Yeah, let's have a conversation with the doctor first before we decide we can't carry out the treatment plan. Having good communication among the healthcare team benefits the patient.
Specializes in burn ICU, SICU, ER, Trauma Rapid Response.

Nurses are NOT subordinate to physicians. We are a team who, along with some other members, has been put in place to deliver the care a patient needs. I recognize the physician is the team leader but that is their job, to lead, not rule. Doctors order treatments and other care measures for patients, they do not give orders to nurses in the manner a sargeant gives orders to a private in the army.

If something is ordered on my patient that doesn't seem like a good idea to me, or that I don't understand I WILL ALWAYS ask the physician for clairification. Sometimes (usually) this is a learning oppertunity for me, sometimes it reveals a mistake in the order. It is my DUTY as an RN to questions these orders and it is the DUTY of the physician to provide an explanation. There have been occasions in my career when a physician had ordered something inappropiate for my patient and has either refused to provide a clear explanation, or was unable to do so and I refused to carry out the order. In every case this has worked out well for me and my patient, despite being threatened with losing my job from a physician on the scene.
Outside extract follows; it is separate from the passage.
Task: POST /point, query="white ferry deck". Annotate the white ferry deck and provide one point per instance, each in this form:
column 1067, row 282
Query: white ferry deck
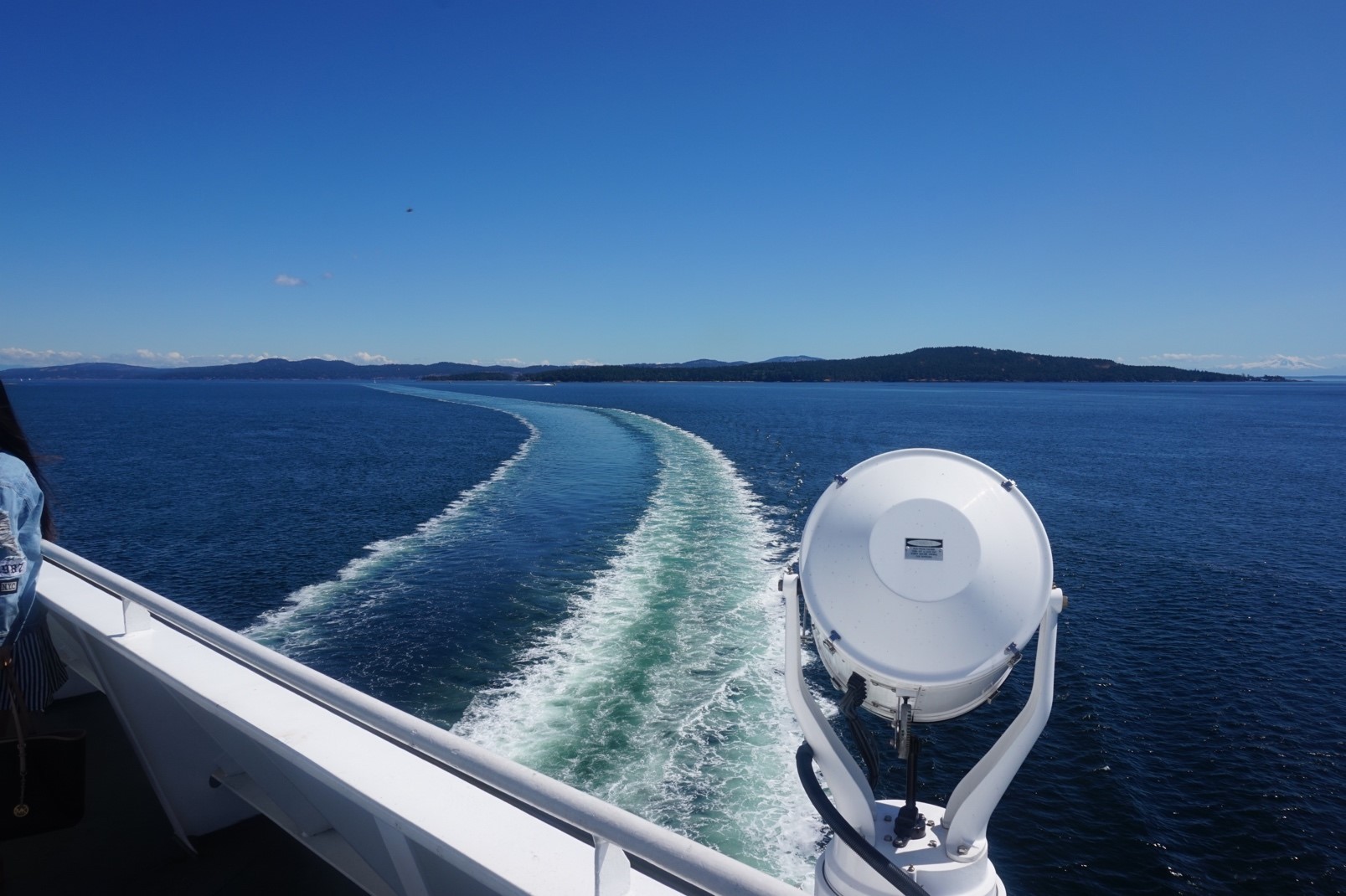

However a PICC nurses is in a very different situation than a staff RN assinged to a patient. The PICC RN is providing an independant service under her own lisence and can be held liable for such things as placing a PICC inappropiatly. In realiety PICC orders should be PICC consults. In my faciliety a common occurance is the LPN on the IV team is unable to place an IV and tells the staff RN a PICC is needed. The RN picks up the phone and calls an on call resident and tells them the patient needs a PICC cause we can't get IV access. The resident who more than likely has never seen this patient and only recieved a scetchy sign out from the day resident assumes the RN knows what they are talking about and orders the PICC. It isn't until the PICC RN arrives to assess that any critical thinking is applied to the situation. In many cases we are able to ontain a PIV or two thus eliminating the need for a PICC.

In other situations the patient has contraindications to a PICC that they physician didn't know were contraindications per our policy. Usually just a call to the MD to let them know of the contraindications is all it takes. On a few occasions an uppity resident has ordered us to go ahead with the PICC with a "how dare you question my orders" attitude. It's almost gotten fun to disabuse them of their silly notions.

If one isn't the confrontational type, like one of our day shift PICC RNs, there is alwasy the option of slapping the untrasound on the patient's arms then declairing no suitabe vessels could be found.

I will say that since I work in a non-Magnet, union, hospital with a fantastic and supportive nurse manager and medical director it's easy for us to stand up to physicians.